= Aminatou Maïga Touré =

Nigerien diplomat and politician

Aminatou Djibrilla Maiga Touré is a Nigerien diplomat. She was Niger's Ambassador to the United States from 2006 to 2010 and has served in the transitional government as Minister of Foreign Affairs since March 2010.

Touré began working at the Foreign Ministry in 1979. She was assigned to its Department of Legal and Consular Affairs until 1991 and was then posted at the Nigerien Embassy to Germany from 1991 to 1995. Returning to Niger, she served as Mayor of Niamey Commune II from 1996 to 2000. Touré was Permanent Secretary at the Ministry of Foreign Affairs from 2000 to 2003 and then Secretary-General of the Foreign Ministry's National Commission for La Francophonie from 2003 to 2005.

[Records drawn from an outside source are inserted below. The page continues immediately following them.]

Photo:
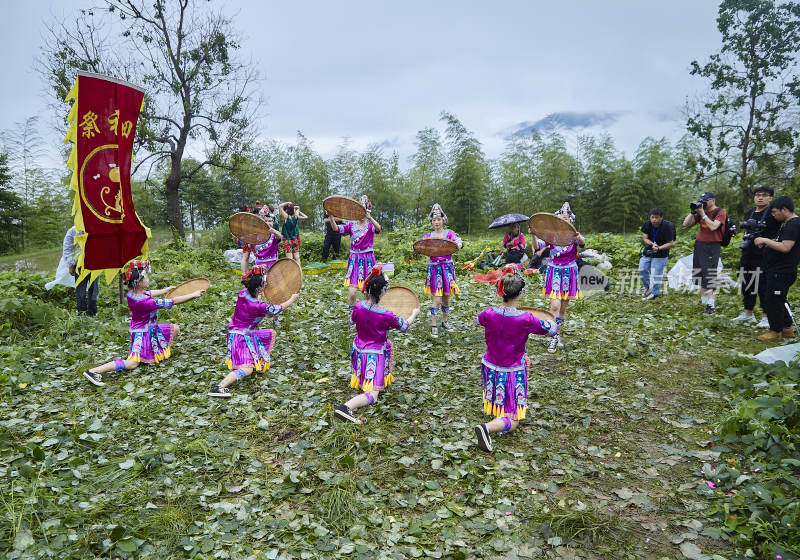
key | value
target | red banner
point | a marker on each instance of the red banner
(102, 127)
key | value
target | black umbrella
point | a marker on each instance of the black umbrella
(508, 220)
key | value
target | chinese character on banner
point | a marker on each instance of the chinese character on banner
(102, 121)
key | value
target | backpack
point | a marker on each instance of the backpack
(728, 228)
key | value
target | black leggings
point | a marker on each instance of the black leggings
(778, 284)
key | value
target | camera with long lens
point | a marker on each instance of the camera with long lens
(694, 206)
(754, 228)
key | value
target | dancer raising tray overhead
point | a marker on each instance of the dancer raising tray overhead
(504, 366)
(362, 257)
(151, 342)
(441, 279)
(248, 346)
(371, 358)
(266, 253)
(561, 279)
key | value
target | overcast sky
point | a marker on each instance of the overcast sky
(379, 71)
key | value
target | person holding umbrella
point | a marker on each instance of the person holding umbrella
(514, 244)
(514, 241)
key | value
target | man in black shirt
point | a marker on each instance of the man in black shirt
(781, 257)
(658, 236)
(758, 222)
(332, 238)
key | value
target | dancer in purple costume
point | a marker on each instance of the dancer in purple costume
(371, 358)
(248, 346)
(441, 279)
(362, 258)
(504, 367)
(266, 253)
(151, 341)
(561, 279)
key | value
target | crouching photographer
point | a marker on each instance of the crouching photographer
(758, 222)
(781, 257)
(658, 235)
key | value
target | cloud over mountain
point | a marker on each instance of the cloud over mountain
(567, 120)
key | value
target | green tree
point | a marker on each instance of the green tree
(25, 149)
(469, 176)
(10, 209)
(426, 176)
(745, 127)
(185, 56)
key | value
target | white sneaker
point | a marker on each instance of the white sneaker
(744, 318)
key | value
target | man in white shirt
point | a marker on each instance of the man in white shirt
(85, 299)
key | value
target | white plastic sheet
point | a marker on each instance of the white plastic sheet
(679, 276)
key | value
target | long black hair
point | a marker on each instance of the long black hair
(136, 277)
(254, 283)
(376, 286)
(513, 284)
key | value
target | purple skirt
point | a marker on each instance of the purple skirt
(562, 282)
(505, 390)
(151, 346)
(441, 280)
(266, 263)
(372, 369)
(358, 268)
(251, 348)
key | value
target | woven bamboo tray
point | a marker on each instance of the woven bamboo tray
(539, 313)
(435, 247)
(249, 228)
(400, 301)
(552, 229)
(344, 208)
(284, 278)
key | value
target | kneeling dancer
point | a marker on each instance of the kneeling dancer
(371, 357)
(151, 341)
(504, 367)
(249, 346)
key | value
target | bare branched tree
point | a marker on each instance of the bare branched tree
(200, 99)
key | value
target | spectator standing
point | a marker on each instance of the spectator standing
(781, 257)
(290, 213)
(658, 236)
(85, 294)
(333, 239)
(751, 264)
(707, 247)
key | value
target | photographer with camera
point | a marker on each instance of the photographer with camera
(658, 236)
(707, 246)
(781, 257)
(758, 222)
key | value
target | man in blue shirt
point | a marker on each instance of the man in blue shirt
(658, 235)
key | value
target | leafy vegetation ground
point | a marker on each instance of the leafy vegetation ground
(626, 427)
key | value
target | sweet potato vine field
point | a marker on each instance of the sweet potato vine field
(651, 434)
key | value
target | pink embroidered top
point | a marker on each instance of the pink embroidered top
(249, 312)
(361, 238)
(373, 324)
(144, 310)
(563, 256)
(448, 234)
(506, 332)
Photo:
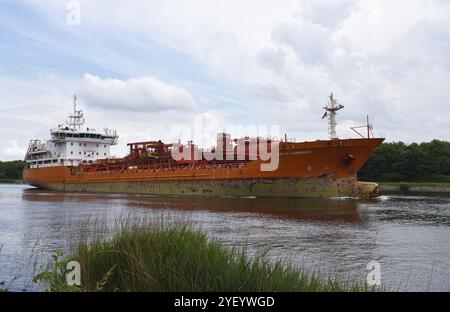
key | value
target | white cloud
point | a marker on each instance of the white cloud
(12, 150)
(135, 94)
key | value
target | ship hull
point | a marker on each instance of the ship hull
(308, 169)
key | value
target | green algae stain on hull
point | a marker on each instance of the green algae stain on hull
(297, 188)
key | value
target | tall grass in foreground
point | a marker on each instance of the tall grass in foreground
(179, 258)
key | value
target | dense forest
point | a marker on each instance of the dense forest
(399, 162)
(11, 170)
(391, 162)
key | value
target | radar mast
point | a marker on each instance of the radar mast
(331, 112)
(75, 120)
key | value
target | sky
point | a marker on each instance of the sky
(189, 69)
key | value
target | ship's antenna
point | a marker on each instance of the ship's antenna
(330, 112)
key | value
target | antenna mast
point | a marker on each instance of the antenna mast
(75, 120)
(331, 112)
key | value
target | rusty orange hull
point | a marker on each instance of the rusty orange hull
(307, 169)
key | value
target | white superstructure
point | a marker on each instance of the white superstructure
(331, 111)
(71, 144)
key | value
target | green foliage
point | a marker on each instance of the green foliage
(178, 258)
(399, 162)
(11, 169)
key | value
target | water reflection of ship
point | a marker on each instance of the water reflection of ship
(297, 209)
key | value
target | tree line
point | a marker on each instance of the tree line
(11, 170)
(391, 162)
(400, 162)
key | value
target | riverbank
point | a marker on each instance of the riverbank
(433, 187)
(179, 258)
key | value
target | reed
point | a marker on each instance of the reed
(176, 257)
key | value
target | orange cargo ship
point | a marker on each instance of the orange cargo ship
(77, 159)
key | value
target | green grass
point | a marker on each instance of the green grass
(179, 258)
(11, 181)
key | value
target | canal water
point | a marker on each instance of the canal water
(408, 235)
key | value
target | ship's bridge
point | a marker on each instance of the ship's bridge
(71, 144)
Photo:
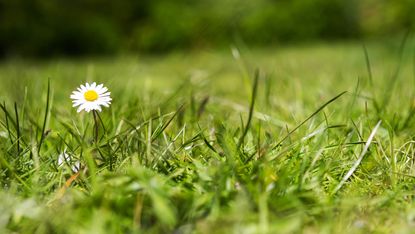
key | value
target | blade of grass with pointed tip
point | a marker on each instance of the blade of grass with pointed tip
(45, 118)
(359, 159)
(251, 108)
(308, 118)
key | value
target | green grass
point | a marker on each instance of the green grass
(201, 142)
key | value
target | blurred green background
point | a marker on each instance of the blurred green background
(84, 27)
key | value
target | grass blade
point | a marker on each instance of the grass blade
(359, 159)
(308, 118)
(45, 118)
(251, 108)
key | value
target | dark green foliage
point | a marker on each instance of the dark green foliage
(53, 27)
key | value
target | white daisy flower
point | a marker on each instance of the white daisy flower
(65, 158)
(91, 97)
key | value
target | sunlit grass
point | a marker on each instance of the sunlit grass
(201, 142)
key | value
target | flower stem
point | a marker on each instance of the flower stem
(94, 112)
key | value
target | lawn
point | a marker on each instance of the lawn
(303, 139)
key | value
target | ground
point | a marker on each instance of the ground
(312, 138)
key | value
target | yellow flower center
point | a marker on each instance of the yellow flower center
(90, 95)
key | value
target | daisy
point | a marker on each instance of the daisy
(91, 97)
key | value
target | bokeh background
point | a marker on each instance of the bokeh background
(42, 28)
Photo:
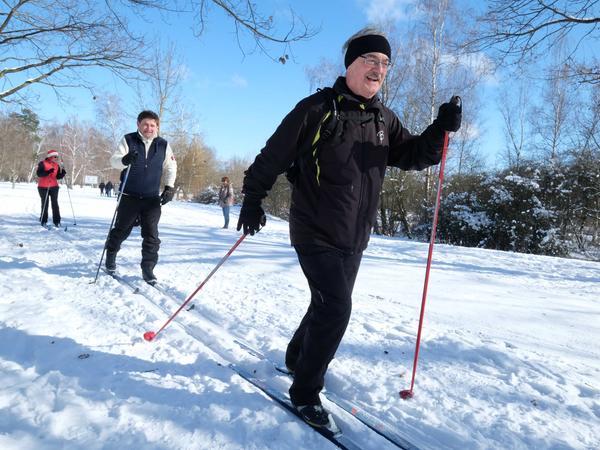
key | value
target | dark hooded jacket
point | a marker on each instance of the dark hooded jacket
(335, 196)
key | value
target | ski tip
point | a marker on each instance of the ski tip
(149, 335)
(406, 394)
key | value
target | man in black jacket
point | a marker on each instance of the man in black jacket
(335, 193)
(149, 158)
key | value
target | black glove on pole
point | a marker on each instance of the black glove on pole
(450, 114)
(129, 158)
(252, 217)
(167, 195)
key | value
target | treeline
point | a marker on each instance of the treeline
(548, 205)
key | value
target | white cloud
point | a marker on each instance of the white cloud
(381, 11)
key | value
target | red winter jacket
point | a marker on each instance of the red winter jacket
(48, 178)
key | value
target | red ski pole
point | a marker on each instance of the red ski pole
(408, 393)
(150, 335)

After being appointed as Ambassador to the United States, Touré presented her credentials on 9 March 2006. She remained in that post for four years. On 18 February 2010, President Mamadou Tandja was overthrown in a military coup in Niamey, and Salou Djibo, the President of the Supreme Council for the Restoration of Democracy (CSRD), then appointed Touré to serve in the transitional government as Minister of Foreign Affairs on 1 March 2010.